So how can the 100000 ton commercial spaceships land on the new planet that has an atmosphere and high gravity to unload colonists and factories?
Shuttles, which Steve is looking at adding.
(As an aside, it should probably be possible to build PDCs that can have at least some of these components, for initial launch and secure storage.)
Or how does the 10000 ton capacity commercial shipyard you build ( which is bound to weight at least 2 times that amount ) get into orbit?
In pieces, obviously. But there's overhead to having to do in-space assembly without support. The shipyard provides that support for the ship.
Actually, I'd almost question the assumption that all of the workers must commute to orbit. I'd expect that a lot of the work happens on the ground, and the resulting pieces are then launched into orbit. We know this can be done (that's how building components in the factories works) and there's no reason to assume they'd insist on doing everything in space.

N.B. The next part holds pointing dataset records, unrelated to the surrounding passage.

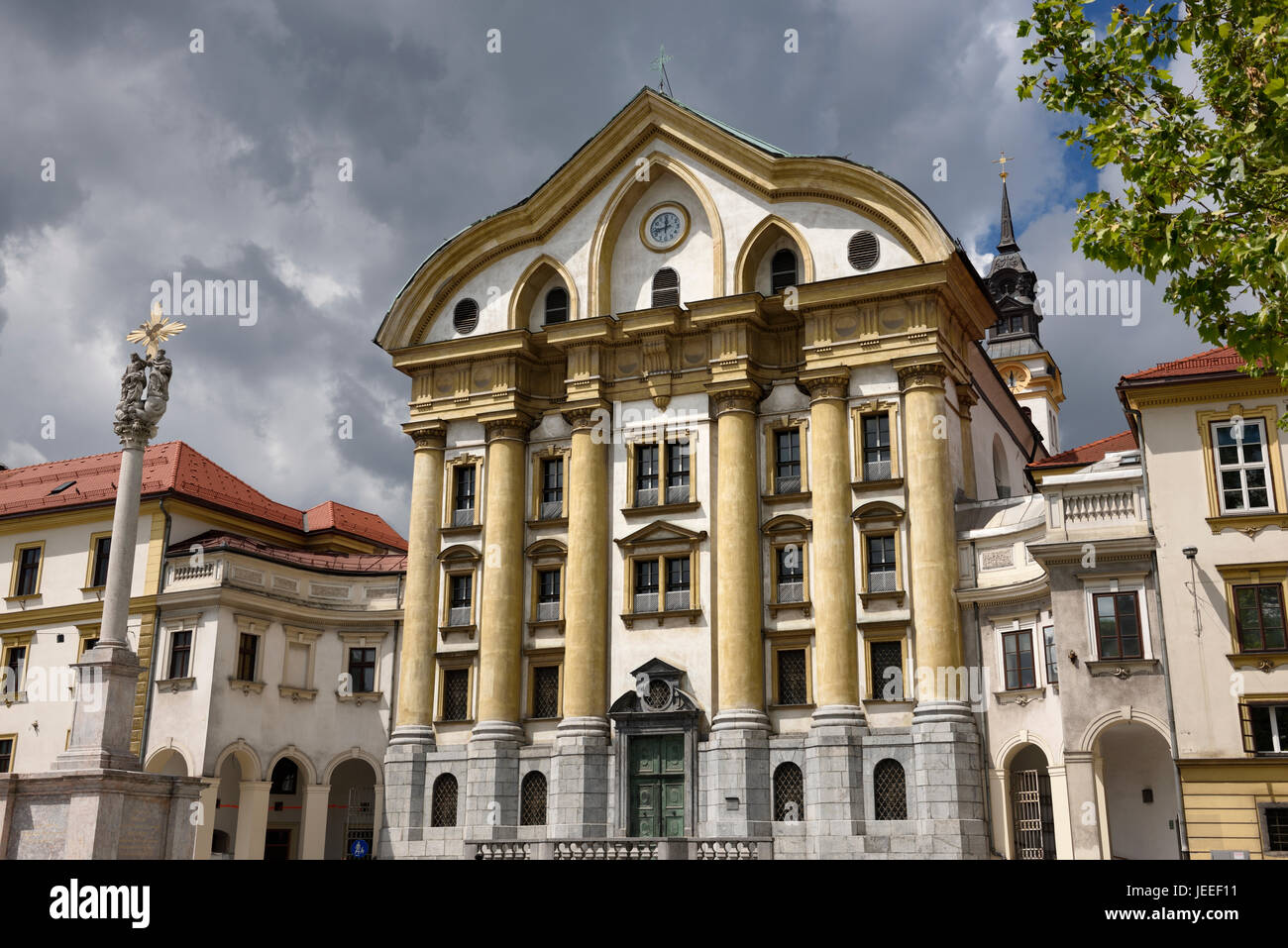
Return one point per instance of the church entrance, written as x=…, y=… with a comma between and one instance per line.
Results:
x=657, y=785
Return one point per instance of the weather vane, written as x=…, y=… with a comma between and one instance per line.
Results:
x=660, y=67
x=1003, y=162
x=155, y=331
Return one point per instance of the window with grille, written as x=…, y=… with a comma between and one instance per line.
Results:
x=443, y=807
x=645, y=584
x=557, y=305
x=463, y=510
x=791, y=574
x=532, y=800
x=666, y=287
x=1119, y=625
x=552, y=488
x=545, y=690
x=678, y=582
x=1241, y=467
x=456, y=694
x=548, y=595
x=881, y=567
x=1018, y=655
x=248, y=649
x=677, y=472
x=887, y=670
x=180, y=651
x=789, y=793
x=362, y=670
x=787, y=462
x=876, y=447
x=791, y=677
x=102, y=550
x=1052, y=665
x=1265, y=728
x=645, y=474
x=889, y=791
x=782, y=272
x=1258, y=612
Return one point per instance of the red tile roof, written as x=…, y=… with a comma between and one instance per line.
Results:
x=1211, y=363
x=1089, y=454
x=174, y=468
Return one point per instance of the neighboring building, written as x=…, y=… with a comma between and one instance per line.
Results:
x=1215, y=460
x=690, y=427
x=245, y=614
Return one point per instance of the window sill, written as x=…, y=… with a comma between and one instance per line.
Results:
x=688, y=506
x=1247, y=523
x=296, y=694
x=1124, y=668
x=630, y=618
x=357, y=698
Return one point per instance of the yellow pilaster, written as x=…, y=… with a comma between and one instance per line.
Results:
x=501, y=634
x=932, y=535
x=587, y=608
x=420, y=601
x=741, y=681
x=832, y=586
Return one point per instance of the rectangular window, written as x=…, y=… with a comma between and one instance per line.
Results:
x=1258, y=613
x=645, y=586
x=102, y=549
x=1119, y=625
x=362, y=670
x=791, y=677
x=248, y=649
x=1052, y=666
x=29, y=571
x=645, y=474
x=545, y=690
x=791, y=574
x=677, y=472
x=1018, y=653
x=881, y=570
x=552, y=488
x=548, y=595
x=876, y=447
x=1241, y=467
x=456, y=694
x=887, y=670
x=463, y=510
x=180, y=652
x=787, y=462
x=462, y=599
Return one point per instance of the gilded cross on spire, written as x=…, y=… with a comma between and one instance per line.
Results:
x=155, y=331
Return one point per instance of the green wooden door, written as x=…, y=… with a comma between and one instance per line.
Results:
x=657, y=785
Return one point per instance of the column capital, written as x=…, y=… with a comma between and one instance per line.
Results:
x=922, y=375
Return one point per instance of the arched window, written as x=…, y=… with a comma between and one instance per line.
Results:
x=1000, y=476
x=782, y=270
x=789, y=793
x=532, y=800
x=286, y=776
x=557, y=305
x=666, y=287
x=443, y=811
x=888, y=790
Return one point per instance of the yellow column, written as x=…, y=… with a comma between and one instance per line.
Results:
x=832, y=579
x=420, y=601
x=587, y=608
x=741, y=681
x=501, y=634
x=932, y=537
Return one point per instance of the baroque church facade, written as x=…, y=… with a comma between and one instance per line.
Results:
x=695, y=429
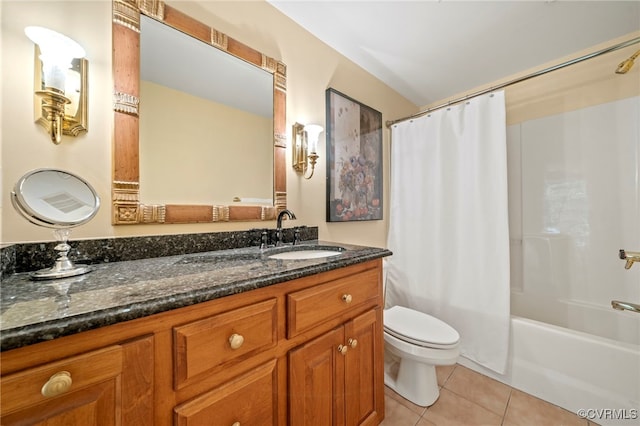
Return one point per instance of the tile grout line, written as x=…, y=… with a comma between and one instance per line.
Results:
x=506, y=408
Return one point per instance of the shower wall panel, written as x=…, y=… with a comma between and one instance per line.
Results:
x=574, y=202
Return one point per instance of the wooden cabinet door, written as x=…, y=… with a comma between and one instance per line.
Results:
x=364, y=369
x=316, y=382
x=250, y=399
x=93, y=389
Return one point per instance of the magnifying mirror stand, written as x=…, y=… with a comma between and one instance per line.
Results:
x=63, y=266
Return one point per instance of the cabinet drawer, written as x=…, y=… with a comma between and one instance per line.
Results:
x=59, y=379
x=310, y=307
x=230, y=336
x=250, y=399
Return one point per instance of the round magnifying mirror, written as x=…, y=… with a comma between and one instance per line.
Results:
x=60, y=200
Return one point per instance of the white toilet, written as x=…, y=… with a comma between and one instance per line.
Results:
x=414, y=344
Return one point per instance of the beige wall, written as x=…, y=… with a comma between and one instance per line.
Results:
x=211, y=162
x=312, y=67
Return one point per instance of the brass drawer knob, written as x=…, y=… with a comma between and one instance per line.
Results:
x=57, y=384
x=236, y=340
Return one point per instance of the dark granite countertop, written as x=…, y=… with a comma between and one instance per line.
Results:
x=36, y=311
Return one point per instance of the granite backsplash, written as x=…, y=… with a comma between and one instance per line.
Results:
x=27, y=257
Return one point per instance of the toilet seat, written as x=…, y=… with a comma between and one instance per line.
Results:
x=419, y=328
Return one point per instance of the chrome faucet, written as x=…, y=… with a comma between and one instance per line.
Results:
x=630, y=257
x=282, y=214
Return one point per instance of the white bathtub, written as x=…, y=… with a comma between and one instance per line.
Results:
x=571, y=369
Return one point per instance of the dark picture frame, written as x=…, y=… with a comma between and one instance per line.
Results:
x=354, y=159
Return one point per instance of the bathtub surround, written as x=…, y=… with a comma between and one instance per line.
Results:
x=449, y=223
x=28, y=257
x=574, y=202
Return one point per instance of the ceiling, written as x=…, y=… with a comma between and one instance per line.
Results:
x=432, y=50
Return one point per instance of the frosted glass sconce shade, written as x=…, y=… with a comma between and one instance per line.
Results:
x=60, y=83
x=305, y=148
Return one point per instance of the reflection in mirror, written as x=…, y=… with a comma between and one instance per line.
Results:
x=137, y=135
x=60, y=200
x=213, y=125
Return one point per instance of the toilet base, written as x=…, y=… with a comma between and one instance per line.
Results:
x=414, y=381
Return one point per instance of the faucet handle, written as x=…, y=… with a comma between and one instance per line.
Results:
x=264, y=239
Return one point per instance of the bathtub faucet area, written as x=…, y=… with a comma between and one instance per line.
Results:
x=630, y=257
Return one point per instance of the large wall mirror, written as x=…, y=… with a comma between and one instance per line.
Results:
x=199, y=141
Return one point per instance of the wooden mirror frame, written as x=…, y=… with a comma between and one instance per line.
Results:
x=127, y=207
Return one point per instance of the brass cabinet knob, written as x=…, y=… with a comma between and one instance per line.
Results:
x=236, y=340
x=57, y=384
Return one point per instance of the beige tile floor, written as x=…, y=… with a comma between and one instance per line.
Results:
x=469, y=398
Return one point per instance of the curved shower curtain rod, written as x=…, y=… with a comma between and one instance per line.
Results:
x=518, y=80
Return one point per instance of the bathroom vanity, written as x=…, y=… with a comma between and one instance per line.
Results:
x=230, y=337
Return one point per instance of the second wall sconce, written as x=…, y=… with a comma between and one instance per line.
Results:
x=60, y=83
x=305, y=148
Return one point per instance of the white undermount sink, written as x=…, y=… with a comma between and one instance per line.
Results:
x=305, y=254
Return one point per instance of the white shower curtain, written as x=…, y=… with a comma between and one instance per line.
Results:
x=449, y=223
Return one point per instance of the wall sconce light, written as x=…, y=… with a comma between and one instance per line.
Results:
x=305, y=147
x=60, y=83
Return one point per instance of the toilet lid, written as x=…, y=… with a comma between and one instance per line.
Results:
x=419, y=328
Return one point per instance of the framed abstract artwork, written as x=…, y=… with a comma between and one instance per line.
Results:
x=354, y=159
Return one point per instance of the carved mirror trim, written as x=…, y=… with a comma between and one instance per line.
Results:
x=127, y=207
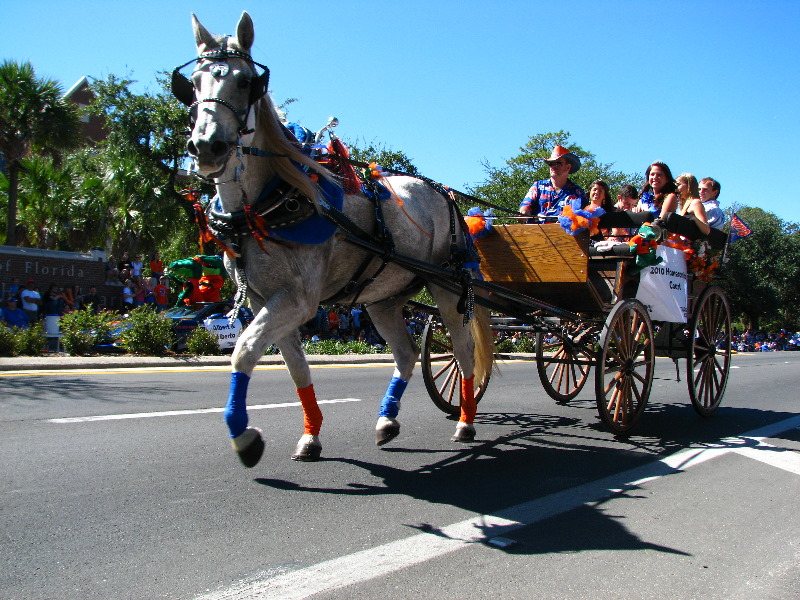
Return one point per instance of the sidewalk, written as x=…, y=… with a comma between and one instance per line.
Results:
x=62, y=361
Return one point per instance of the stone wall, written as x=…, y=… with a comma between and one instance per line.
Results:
x=46, y=267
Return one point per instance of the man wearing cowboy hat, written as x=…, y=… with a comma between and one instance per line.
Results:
x=547, y=197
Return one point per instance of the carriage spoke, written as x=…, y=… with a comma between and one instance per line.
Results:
x=627, y=355
x=445, y=368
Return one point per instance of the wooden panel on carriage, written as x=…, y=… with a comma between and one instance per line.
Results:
x=533, y=254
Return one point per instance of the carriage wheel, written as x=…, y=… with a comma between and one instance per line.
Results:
x=624, y=372
x=443, y=380
x=563, y=366
x=708, y=364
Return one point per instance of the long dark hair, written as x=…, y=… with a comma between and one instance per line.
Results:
x=608, y=203
x=669, y=187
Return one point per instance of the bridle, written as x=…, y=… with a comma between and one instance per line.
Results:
x=184, y=90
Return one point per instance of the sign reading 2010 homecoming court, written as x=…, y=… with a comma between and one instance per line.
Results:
x=663, y=287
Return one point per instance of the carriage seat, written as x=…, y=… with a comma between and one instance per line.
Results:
x=674, y=223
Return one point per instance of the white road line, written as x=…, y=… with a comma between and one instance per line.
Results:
x=391, y=557
x=177, y=413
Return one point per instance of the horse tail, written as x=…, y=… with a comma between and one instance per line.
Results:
x=484, y=343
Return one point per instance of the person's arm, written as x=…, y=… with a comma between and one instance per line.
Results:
x=669, y=205
x=530, y=203
x=697, y=213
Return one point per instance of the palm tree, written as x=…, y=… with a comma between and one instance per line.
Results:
x=33, y=116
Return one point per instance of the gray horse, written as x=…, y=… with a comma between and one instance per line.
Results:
x=237, y=140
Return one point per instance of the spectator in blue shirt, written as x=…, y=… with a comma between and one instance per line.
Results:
x=547, y=197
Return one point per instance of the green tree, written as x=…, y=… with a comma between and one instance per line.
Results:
x=33, y=118
x=762, y=273
x=506, y=186
x=46, y=191
x=140, y=167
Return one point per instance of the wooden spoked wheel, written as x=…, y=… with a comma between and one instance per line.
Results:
x=709, y=358
x=440, y=369
x=563, y=365
x=624, y=372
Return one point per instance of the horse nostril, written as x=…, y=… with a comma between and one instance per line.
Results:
x=219, y=148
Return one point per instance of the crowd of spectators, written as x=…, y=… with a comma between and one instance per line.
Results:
x=25, y=304
x=352, y=324
x=762, y=341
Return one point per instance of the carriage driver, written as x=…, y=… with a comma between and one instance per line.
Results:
x=547, y=197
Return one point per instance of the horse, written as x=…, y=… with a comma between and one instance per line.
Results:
x=237, y=140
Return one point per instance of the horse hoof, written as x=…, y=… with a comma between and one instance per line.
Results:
x=465, y=432
x=249, y=446
x=386, y=430
x=308, y=448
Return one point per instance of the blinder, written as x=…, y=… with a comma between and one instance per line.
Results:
x=184, y=91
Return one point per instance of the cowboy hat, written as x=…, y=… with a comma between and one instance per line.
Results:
x=561, y=152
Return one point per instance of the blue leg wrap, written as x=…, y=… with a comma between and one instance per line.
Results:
x=390, y=405
x=236, y=410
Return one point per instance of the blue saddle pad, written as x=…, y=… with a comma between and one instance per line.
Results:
x=318, y=228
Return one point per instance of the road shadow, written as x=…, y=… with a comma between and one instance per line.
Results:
x=545, y=455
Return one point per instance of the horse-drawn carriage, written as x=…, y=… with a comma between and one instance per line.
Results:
x=295, y=234
x=581, y=307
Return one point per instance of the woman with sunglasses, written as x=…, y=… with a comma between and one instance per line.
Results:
x=658, y=194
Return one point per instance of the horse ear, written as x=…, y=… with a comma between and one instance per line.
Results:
x=244, y=32
x=201, y=34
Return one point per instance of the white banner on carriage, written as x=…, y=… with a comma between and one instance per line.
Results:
x=663, y=287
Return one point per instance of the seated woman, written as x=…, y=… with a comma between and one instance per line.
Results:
x=600, y=197
x=690, y=204
x=658, y=194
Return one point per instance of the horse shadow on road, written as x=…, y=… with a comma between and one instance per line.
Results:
x=542, y=456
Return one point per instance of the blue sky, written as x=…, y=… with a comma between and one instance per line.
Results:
x=709, y=87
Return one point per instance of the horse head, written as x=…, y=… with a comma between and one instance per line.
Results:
x=221, y=94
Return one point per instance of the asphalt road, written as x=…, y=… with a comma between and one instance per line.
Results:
x=121, y=484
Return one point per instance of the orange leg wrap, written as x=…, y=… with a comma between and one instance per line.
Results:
x=468, y=405
x=312, y=415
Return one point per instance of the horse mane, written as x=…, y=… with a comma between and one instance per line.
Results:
x=285, y=167
x=275, y=140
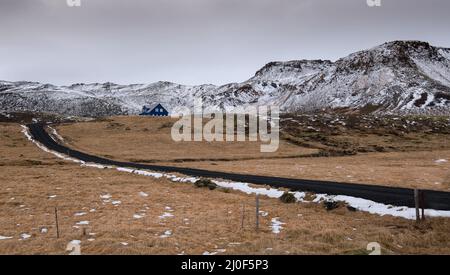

And why is it so easy to commute millions of shipyard workers but no other orbital infrastructure can be allowed to require workers?
I don't know. Under the current setup, we don't have other orbital infrastructure, except stuff specifically designed for forward basing, where requiring ground-based crew would sort of defeat the purpose.
You can say what you want about most of Steves other game mechanics and how much handwaving is done, but they are for the most part consistent ( this is what I love about them the most and which helps immersion into the story alot too ).
I'm all in favor of consistency, to be sure. And I think we're working towards a new equilibrium on that.
Even if you bring the needs down by weekly shifts and bussing by 2 orders of magnitude we are still talking about 25 million tons of Civilian craft per year for commuting alone, to produce less then 1/50:th as much tons of ships ( assuming 10 day weeks and 100kg "bus" per worker which is extremely low ).
Do you have any idea what the ratio between cars and ship tonnage produced is today? Let's take Electric Boat, because they only produce one kind of ship these days (the Virginia-class submarine). They have 13,000 employees, and produce one 7800-ton ship every two years. If we assume 250 working days a year, that's (rounding shamelessly) 1.2 kg/worker/day. Yes, there's a lot of overhead included in that number. Yes, they build nuclear submarines, which means high standards. Under your numbers, that comes to 1/10th the launched mass, but I don't think it's unreasonable to assume that EB's subcontractors could lower that by another factor of 2 or 3. We're in the same ballpark.
Let's try another. The Boeing plant in Renton produces 42 737s each month, and employs about 11,000 people. Neglecting work done in other plants (a lot) each worker produces about (42 A/C*41430 kg)/(21 days*11,000 people) = 7.5 kg/worker/day. I'd suggest taking at least a factor of 5 out of that number, based on how much gets built elsewhere.
No it doesn't. I'm trying to compare the amount of work/effort needed to transport the finished Military ship once into orbit, and the millions of workers constantly.
Yes. That's a good point, except that we're clearly in a setting where launch costs for personnel and small units of cargo are very cheap compared to today. (Small refers to the size of each unit, not the total volume). We can easily put all the pieces of the military ship in orbit. The problem is that a finished one is too big to fit in our laser launcher, and thus has to be put together up there.